ATI has invited reporters to a Sept. 29 event in San Francisco at which it will reveal "a new class of processing known as Stream Computing." The company has refused to divulge much more about the event other than the vague "stream computing" reference. The Register, however, has learned that a product called FireStream will likely be the star of the show.

The FireStream product marks ATI's most concerted effort to date in the world of GPGPUs or general purpose graphics processor units. Ignore the acronym hell for a moment because this gear is simple to understand. GPGPU backers just want to take graphics chips from the likes of ATI and Nvidia and tweak them to handle software that normally runs on mainstream server and desktop processors.

The GPGPU concept isn't new, but for the first time, hardware and software companies have matured to the point where they can make the technology live up to its promise. And what a promise it is.

The enormous horsepower delivered by ATI and Nvidia's graphics gear could facilitate 10x to 30x performance gains on a fairly wide variety of software loads typically handled by standard processors. Such a performance boost would be of major interest to big spenders in the government lab, oil and gas and bio-tech industries who want all the juice they can get. Even better, the GPGPU products should prove both cost effective and power efficient when compared to current processor options.

"There's this whole change going on right now," said Mike Houston, a PhD student at Stanford's Graphics Lab. "Now, there are companies doing this stuff for real. And, more importantly, there are big businesses that will buy their stuff."

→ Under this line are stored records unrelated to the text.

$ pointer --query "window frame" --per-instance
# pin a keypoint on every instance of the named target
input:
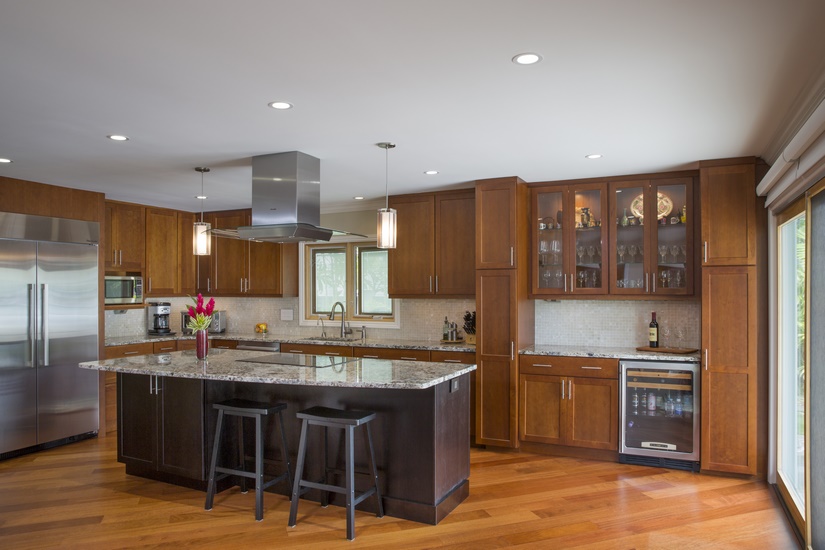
(306, 315)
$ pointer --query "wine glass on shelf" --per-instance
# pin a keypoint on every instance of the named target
(555, 248)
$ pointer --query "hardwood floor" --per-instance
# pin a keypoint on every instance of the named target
(78, 496)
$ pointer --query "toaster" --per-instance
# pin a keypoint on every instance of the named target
(218, 322)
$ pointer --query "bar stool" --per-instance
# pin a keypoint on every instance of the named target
(242, 408)
(348, 421)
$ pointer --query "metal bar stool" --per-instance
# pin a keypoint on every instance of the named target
(348, 421)
(242, 408)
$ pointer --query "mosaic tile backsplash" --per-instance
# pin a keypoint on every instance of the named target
(568, 322)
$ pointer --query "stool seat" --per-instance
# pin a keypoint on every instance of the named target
(242, 408)
(336, 416)
(347, 420)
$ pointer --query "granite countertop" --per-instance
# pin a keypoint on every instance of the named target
(272, 337)
(609, 353)
(227, 365)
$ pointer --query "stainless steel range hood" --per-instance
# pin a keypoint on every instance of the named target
(286, 201)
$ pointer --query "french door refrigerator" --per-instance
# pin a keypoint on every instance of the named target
(48, 324)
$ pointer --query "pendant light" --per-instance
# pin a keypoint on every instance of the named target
(201, 238)
(386, 216)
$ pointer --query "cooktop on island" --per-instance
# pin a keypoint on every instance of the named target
(300, 360)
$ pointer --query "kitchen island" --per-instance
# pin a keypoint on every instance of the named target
(166, 421)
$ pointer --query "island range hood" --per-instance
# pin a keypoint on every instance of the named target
(286, 201)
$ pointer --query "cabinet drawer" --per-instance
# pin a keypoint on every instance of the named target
(463, 357)
(116, 352)
(391, 353)
(569, 366)
(164, 347)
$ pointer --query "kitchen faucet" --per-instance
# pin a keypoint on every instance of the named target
(344, 330)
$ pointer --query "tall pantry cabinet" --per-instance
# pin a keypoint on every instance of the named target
(505, 318)
(734, 318)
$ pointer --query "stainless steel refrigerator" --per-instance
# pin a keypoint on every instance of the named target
(48, 324)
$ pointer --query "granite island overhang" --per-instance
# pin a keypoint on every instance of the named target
(421, 433)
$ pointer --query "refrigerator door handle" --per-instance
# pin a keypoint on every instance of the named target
(44, 323)
(29, 362)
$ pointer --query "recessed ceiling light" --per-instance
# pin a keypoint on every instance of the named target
(526, 58)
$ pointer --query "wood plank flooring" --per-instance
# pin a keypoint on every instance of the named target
(78, 496)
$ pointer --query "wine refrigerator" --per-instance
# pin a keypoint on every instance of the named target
(659, 411)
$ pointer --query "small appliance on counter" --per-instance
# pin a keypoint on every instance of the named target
(157, 318)
(218, 322)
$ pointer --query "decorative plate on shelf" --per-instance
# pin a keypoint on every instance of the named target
(664, 206)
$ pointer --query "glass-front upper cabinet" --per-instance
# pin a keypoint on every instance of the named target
(570, 235)
(652, 245)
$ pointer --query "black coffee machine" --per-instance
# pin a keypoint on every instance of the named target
(157, 317)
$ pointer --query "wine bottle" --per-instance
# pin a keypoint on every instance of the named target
(653, 332)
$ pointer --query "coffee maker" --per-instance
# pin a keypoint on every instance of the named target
(157, 317)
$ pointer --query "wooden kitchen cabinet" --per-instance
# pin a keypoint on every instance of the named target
(651, 250)
(730, 370)
(391, 353)
(501, 223)
(162, 253)
(569, 240)
(569, 401)
(162, 425)
(124, 237)
(435, 252)
(729, 214)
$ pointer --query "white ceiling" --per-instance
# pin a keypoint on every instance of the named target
(652, 85)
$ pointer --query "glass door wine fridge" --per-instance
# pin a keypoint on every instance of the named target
(659, 409)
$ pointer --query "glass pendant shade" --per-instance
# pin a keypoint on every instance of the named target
(386, 228)
(201, 240)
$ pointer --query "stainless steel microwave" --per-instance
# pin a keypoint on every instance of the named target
(122, 289)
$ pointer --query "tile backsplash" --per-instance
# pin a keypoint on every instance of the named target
(564, 322)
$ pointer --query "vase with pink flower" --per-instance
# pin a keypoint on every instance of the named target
(200, 317)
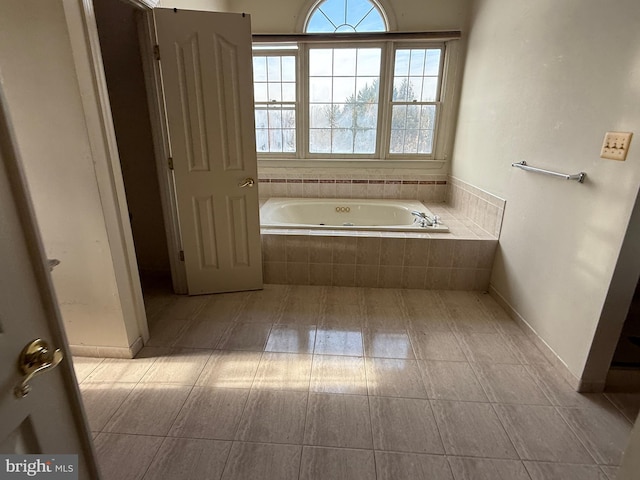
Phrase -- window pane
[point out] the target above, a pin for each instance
(429, 89)
(275, 140)
(402, 63)
(397, 141)
(400, 89)
(416, 79)
(273, 69)
(321, 62)
(288, 69)
(344, 88)
(288, 118)
(428, 117)
(425, 141)
(260, 92)
(416, 64)
(412, 116)
(275, 122)
(415, 89)
(289, 140)
(262, 140)
(369, 61)
(275, 92)
(399, 116)
(342, 141)
(320, 140)
(319, 115)
(288, 92)
(433, 62)
(345, 16)
(260, 69)
(344, 61)
(346, 103)
(275, 119)
(261, 119)
(366, 116)
(367, 88)
(365, 141)
(320, 89)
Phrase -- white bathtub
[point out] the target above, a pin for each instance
(344, 214)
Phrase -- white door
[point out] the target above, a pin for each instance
(50, 418)
(207, 76)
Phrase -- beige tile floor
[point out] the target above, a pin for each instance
(344, 383)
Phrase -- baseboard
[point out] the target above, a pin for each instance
(575, 382)
(107, 352)
(623, 380)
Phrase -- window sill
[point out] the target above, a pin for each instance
(365, 163)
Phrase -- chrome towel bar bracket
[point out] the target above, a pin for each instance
(577, 176)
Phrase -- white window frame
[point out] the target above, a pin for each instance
(445, 108)
(283, 50)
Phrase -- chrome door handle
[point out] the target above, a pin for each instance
(36, 358)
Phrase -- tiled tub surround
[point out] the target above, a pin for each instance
(424, 188)
(479, 207)
(459, 260)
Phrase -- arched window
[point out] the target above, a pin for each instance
(346, 16)
(350, 89)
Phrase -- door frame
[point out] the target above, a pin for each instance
(161, 144)
(11, 162)
(159, 131)
(87, 56)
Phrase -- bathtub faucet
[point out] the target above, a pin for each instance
(424, 219)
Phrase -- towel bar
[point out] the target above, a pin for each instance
(577, 176)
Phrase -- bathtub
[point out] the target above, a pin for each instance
(345, 214)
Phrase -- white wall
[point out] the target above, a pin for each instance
(128, 99)
(205, 5)
(543, 81)
(39, 78)
(631, 461)
(287, 16)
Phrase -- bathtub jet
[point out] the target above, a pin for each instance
(349, 214)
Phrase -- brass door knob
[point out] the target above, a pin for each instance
(36, 358)
(248, 182)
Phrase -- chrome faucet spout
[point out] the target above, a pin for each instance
(423, 218)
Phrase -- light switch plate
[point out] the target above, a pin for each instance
(615, 145)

Researchers at Stanford, the University of North Carolina and the University of Waterloo are just some of the folks who have hammered away at the software problems around GPGPUs for years. The computer science crowd has worked with - and in some cases convinced - ATI and Nvidia to open up their hardware and programming interfaces to make it easier to run common software on the GPUs. The University of Waterloo, for example, has a programming language called SH to ease the software translation process, while Stanford has Brook.

A company called RapidMind - formerly Serious Hack - commercialized SH in 2004. At the SIGGRAPH conference this year, RapidMind showed off its software working on the Cell processor developed by IBM, Toshiba and Sony.

PeakStream, another company going after this market, came out of stealth mode this week with a software programming platform meant to make it easier for developers to push code onto GPUs, multi-core processors and the Cell chip. The company turned to Stanford's Brook for inspiration and basically provides a type of shim that goes between a GPU and applications.

Researchers have zeroed in on products such as FPGAs, GPUs and the Cell chip because of their potential to speed up demanding floating-point operations. Most of the action right now has centered around software that relies on what's known as single precision floating point calculations. We're talking about horsepower hungry code for things such as medical imaging, computational fluid dynamics and seismic modeling.

As it turns, some of the biggest spenders in the hardware world use tons of floating-point heavy software. So, the software middlemen along with companies such as ATI and Nvidia could make serious profits if they're able to deliver on the GPGPU potential.

Of course, the software problem is not an easy hurdle to clear.

Up to now, developers have mostly focused on single-core server processors from IBM, Sun Microsystems, HP, Intel and AMD. Savvy types in the Unix world have written lots of multi-threaded software to spread work across large servers with tens and even hundreds of chips. Multi-threaded software has become even more important in recent years with chip makers producing dual-core, four-core and even eight-core chips.

The GPGPU world presents new challenges.